Po wyspie poruszamy się w miarę
swobodnie. Podziwiamy krajobrazy i rejestrujemy ślady cudzej
bytności. Eksploracji towarzyszą odgłosy przyrody, muzyka i
komentarze narratora, pojawiające się po dotarciu do wyznaczonego
miejsca. Niektóre z tych elementów są stałe; część z nich
program generuje losowo dla konkretnej rozgrywki.
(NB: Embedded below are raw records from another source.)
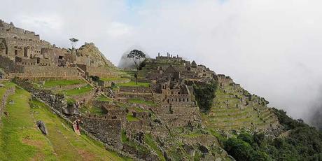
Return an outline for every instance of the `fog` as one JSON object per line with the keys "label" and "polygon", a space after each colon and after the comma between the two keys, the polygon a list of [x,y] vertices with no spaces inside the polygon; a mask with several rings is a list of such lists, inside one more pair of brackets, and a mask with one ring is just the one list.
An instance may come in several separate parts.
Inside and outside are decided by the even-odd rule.
{"label": "fog", "polygon": [[[134,47],[230,76],[309,122],[322,85],[318,0],[2,0],[0,19],[69,48],[94,42],[117,65]],[[321,99],[320,99],[321,100]]]}

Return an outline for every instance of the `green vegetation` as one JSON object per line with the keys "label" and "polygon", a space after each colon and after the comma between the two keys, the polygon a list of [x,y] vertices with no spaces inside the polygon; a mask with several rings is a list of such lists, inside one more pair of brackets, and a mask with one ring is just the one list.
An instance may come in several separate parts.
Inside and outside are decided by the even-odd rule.
{"label": "green vegetation", "polygon": [[55,86],[66,86],[69,85],[77,85],[85,83],[83,80],[47,80],[45,81],[44,88],[52,88]]}
{"label": "green vegetation", "polygon": [[[15,83],[10,82],[3,82],[1,83],[4,85],[6,87],[0,88],[0,98],[2,98],[2,96],[4,95],[4,92],[6,92],[6,90],[7,90],[8,88],[14,87],[15,85]],[[0,100],[0,103],[1,101],[1,100]]]}
{"label": "green vegetation", "polygon": [[97,115],[106,115],[107,114],[107,111],[105,108],[102,108],[97,106],[92,106],[89,108],[89,111],[92,114]]}
{"label": "green vegetation", "polygon": [[128,121],[139,120],[137,118],[134,117],[132,113],[127,113],[126,118]]}
{"label": "green vegetation", "polygon": [[202,112],[208,112],[211,108],[217,86],[217,83],[214,81],[209,84],[194,85],[196,100]]}
{"label": "green vegetation", "polygon": [[[27,91],[17,89],[9,97],[0,127],[1,160],[123,160],[85,134],[77,136],[71,126],[53,114],[44,104],[32,101]],[[43,135],[35,122],[43,120]]]}
{"label": "green vegetation", "polygon": [[100,95],[99,97],[96,98],[96,100],[101,102],[111,102],[112,99],[103,95]]}
{"label": "green vegetation", "polygon": [[101,78],[102,80],[103,81],[121,81],[121,80],[127,80],[129,78]]}
{"label": "green vegetation", "polygon": [[150,134],[148,134],[144,136],[144,141],[150,146],[150,148],[155,151],[161,160],[165,160],[164,157],[163,157],[162,152],[158,148],[158,146]]}
{"label": "green vegetation", "polygon": [[321,160],[322,133],[302,120],[293,120],[274,108],[288,135],[272,139],[264,134],[242,132],[237,138],[220,139],[237,160]]}
{"label": "green vegetation", "polygon": [[129,99],[129,103],[145,104],[145,105],[150,106],[155,106],[157,105],[153,102],[145,101],[145,100],[143,100],[143,99]]}
{"label": "green vegetation", "polygon": [[138,82],[137,83],[136,83],[134,81],[130,81],[126,83],[120,83],[120,84],[118,84],[118,85],[120,87],[146,87],[146,88],[148,88],[150,87],[150,83]]}
{"label": "green vegetation", "polygon": [[93,88],[90,85],[87,85],[84,87],[81,87],[80,88],[74,88],[72,90],[63,90],[62,92],[64,93],[67,96],[75,96],[75,95],[80,95],[82,94],[85,94],[93,90]]}
{"label": "green vegetation", "polygon": [[[30,94],[17,89],[9,97],[13,104],[8,104],[6,111],[9,116],[2,117],[0,128],[0,158],[1,160],[27,160],[36,155],[53,160],[53,148],[46,137],[36,129],[28,99]],[[41,144],[40,144],[41,143]],[[40,147],[41,146],[41,147]],[[38,158],[41,160],[41,158]]]}
{"label": "green vegetation", "polygon": [[147,149],[146,147],[141,146],[140,144],[131,141],[129,138],[126,136],[125,130],[122,130],[121,133],[121,141],[122,143],[126,144],[128,146],[132,147],[134,149],[136,149],[139,153],[146,154],[149,153],[149,150]]}

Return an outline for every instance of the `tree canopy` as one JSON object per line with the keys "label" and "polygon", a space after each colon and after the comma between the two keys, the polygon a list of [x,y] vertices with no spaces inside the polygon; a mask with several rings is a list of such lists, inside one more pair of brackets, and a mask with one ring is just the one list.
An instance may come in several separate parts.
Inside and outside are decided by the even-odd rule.
{"label": "tree canopy", "polygon": [[73,48],[75,48],[75,46],[76,46],[76,43],[78,41],[78,39],[76,39],[75,38],[69,38],[69,41],[71,42],[71,47]]}

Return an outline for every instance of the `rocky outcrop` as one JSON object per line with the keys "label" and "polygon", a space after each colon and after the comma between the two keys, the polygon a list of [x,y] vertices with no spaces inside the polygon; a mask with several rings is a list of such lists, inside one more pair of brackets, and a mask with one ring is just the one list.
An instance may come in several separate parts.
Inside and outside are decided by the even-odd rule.
{"label": "rocky outcrop", "polygon": [[4,92],[4,95],[2,95],[0,98],[0,118],[1,118],[2,114],[4,113],[4,108],[6,107],[6,105],[7,104],[8,97],[11,94],[13,94],[15,92],[15,87],[9,88],[6,90],[6,92]]}
{"label": "rocky outcrop", "polygon": [[94,67],[115,66],[108,60],[93,43],[85,43],[76,50],[77,63]]}

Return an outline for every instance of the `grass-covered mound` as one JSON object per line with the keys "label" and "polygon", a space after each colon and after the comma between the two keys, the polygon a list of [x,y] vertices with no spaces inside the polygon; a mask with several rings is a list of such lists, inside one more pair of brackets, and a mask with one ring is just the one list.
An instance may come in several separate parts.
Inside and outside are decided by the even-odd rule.
{"label": "grass-covered mound", "polygon": [[150,87],[150,83],[143,83],[143,82],[138,82],[136,83],[134,81],[130,81],[126,83],[120,83],[118,84],[120,87]]}
{"label": "grass-covered mound", "polygon": [[[122,160],[103,144],[71,127],[22,89],[9,97],[8,116],[0,125],[0,160]],[[43,120],[48,131],[43,135],[36,125]]]}
{"label": "grass-covered mound", "polygon": [[47,80],[43,85],[44,88],[52,88],[55,86],[66,86],[69,85],[78,85],[85,83],[83,80]]}
{"label": "grass-covered mound", "polygon": [[90,86],[90,85],[87,85],[79,88],[64,90],[62,92],[64,93],[67,96],[76,96],[89,92],[92,91],[93,89],[94,88],[92,86]]}

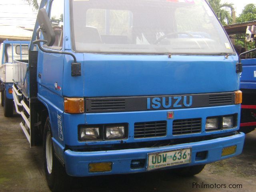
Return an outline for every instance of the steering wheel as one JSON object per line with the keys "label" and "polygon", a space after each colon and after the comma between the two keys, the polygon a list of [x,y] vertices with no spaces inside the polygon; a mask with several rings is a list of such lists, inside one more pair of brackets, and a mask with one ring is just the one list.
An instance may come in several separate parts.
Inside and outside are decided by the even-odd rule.
{"label": "steering wheel", "polygon": [[155,42],[154,42],[154,44],[156,44],[159,43],[159,42],[160,42],[162,39],[164,39],[165,38],[166,38],[167,37],[168,37],[169,36],[172,36],[172,35],[175,34],[186,34],[186,35],[188,35],[188,36],[189,36],[191,38],[194,38],[194,36],[193,36],[191,34],[190,34],[190,33],[188,33],[188,32],[173,32],[172,33],[168,33],[168,34],[166,34],[166,35],[164,35],[164,36],[162,36],[160,38],[159,38],[156,41],[155,41]]}

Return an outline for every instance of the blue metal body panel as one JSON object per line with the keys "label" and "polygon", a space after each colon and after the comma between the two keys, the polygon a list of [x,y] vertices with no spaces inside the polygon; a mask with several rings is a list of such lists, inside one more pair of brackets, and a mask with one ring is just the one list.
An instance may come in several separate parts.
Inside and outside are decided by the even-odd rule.
{"label": "blue metal body panel", "polygon": [[243,72],[241,74],[241,89],[256,89],[256,59],[242,59]]}
{"label": "blue metal body panel", "polygon": [[[192,147],[191,163],[162,169],[206,164],[241,154],[244,146],[244,134],[240,133],[229,137],[165,147],[95,152],[76,152],[68,150],[65,151],[64,153],[66,171],[70,175],[78,176],[143,172],[146,171],[146,163],[142,168],[132,169],[131,168],[131,161],[133,160],[145,159],[146,162],[147,162],[148,153],[189,147]],[[237,146],[235,154],[221,156],[223,148],[235,145]],[[205,151],[208,152],[206,159],[196,160],[196,153]],[[112,162],[112,170],[107,172],[89,173],[88,164],[92,162]]]}
{"label": "blue metal body panel", "polygon": [[[84,54],[83,95],[135,96],[233,91],[237,56]],[[196,85],[195,86],[195,85]],[[70,96],[64,92],[64,95]]]}
{"label": "blue metal body panel", "polygon": [[12,96],[12,94],[10,94],[10,93],[9,93],[9,92],[8,91],[8,90],[9,88],[12,88],[12,85],[13,85],[13,83],[6,83],[4,84],[5,89],[6,90],[5,92],[6,94],[6,98],[8,99],[13,99],[13,96]]}

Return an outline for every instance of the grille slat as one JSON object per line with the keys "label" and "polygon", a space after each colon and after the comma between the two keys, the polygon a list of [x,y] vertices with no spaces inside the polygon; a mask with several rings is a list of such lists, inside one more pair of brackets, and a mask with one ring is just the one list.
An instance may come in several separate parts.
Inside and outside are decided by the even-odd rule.
{"label": "grille slat", "polygon": [[91,103],[92,110],[125,109],[124,100],[93,100]]}
{"label": "grille slat", "polygon": [[134,123],[134,138],[164,136],[166,134],[166,122],[153,121]]}
{"label": "grille slat", "polygon": [[202,119],[200,118],[174,120],[172,122],[172,135],[199,133],[201,126]]}
{"label": "grille slat", "polygon": [[231,103],[233,100],[232,93],[225,94],[211,95],[209,96],[209,104],[210,105],[223,104]]}

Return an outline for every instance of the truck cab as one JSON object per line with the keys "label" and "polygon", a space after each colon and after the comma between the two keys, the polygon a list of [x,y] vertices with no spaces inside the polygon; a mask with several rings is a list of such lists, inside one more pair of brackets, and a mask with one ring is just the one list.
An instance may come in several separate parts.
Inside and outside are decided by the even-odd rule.
{"label": "truck cab", "polygon": [[0,90],[6,117],[13,114],[13,69],[14,60],[28,59],[29,41],[8,40],[0,45]]}
{"label": "truck cab", "polygon": [[238,57],[206,1],[42,0],[32,42],[13,94],[52,190],[242,152]]}

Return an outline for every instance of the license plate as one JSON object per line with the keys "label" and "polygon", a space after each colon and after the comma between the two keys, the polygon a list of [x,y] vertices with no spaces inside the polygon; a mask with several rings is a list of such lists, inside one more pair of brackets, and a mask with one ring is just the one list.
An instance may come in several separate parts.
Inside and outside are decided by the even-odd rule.
{"label": "license plate", "polygon": [[191,148],[149,153],[147,170],[149,171],[190,163],[191,154]]}

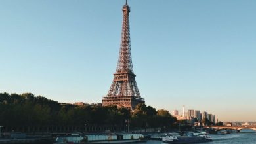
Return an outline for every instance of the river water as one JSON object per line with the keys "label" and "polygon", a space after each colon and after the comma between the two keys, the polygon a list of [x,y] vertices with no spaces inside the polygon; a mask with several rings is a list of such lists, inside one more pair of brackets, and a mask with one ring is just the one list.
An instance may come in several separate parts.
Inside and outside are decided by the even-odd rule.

Powoduje to, że
kolejne przejścia gry nie są identyczne, a każdy następny spacer
po wyspie burzy wcześniej przyjęte założenia dotyczące fabuły.
Dear Ester początkowo wydaje się być
tylko opowieścią o duchach, jednak w miarę rozwoju historia staje
się coraz bardziej surrealistyczna i skupiona na psychice postaci.
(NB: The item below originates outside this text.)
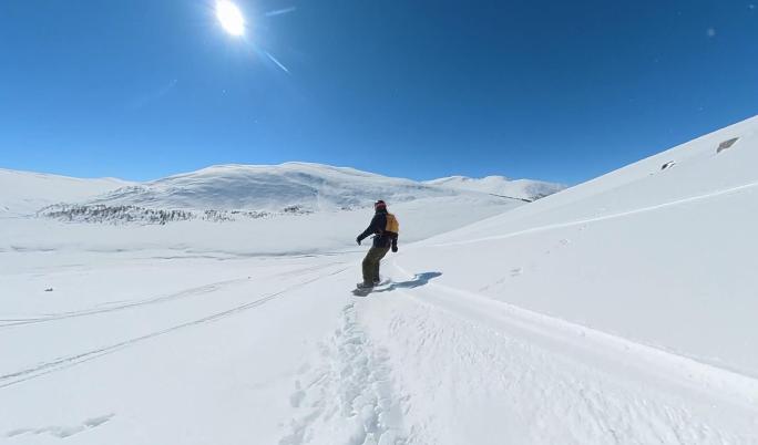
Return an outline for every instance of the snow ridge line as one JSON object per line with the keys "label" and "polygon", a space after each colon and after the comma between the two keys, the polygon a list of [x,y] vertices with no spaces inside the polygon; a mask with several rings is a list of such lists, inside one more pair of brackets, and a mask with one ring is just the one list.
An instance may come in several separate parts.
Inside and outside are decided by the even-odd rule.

Splatają się w niej dwa wątki: wędrówki po wyspie śladami
osiemnastowiecznego kartografa i wspomnień o współczesnym wypadku
samochodowym. Gracz zaczyna rozumieć, że tytułowa Estera zginęła
w owej kraksie i jego zadaniem jest ją na tej wyspie odszukać.
Sytuację komplikuje wprowadzenie postaci Pawła. Mężczyzna ów
wydaje się wierzyć, że był przyczyną wypadku na autostradzie.
Antena, górująca nad wyspa, staje się dla niego narzędziem
odkupienia winy. Jednak jego wspomnienia mogą się również odnosić
do biblijnej historii nawrócenia Szawła w drodze do Damaszku.
Kamienie nerkowe bohatera sugerują, że sama wyspa jest metaforycznym
kamieniem. Jego zawodowe zainteresowanie schematami i diagramami
przeradza się w obseję i każe mu zastanawiać się, co w
zdarzeniach jest celowe, a co przypadkowe.
Nadawanie postaciom tych samych nazwisk
i forma gramatyczna komentarzy rodzą pytania. Kto właściwie jest
narratorem? Czy jest to w ogóle postać realna? Losowy dobór
komentarzy w grze i sprzeczności, celowo wprowadzone do tekstu,
uniemożliwiają dosłowne rozumienie tej historii.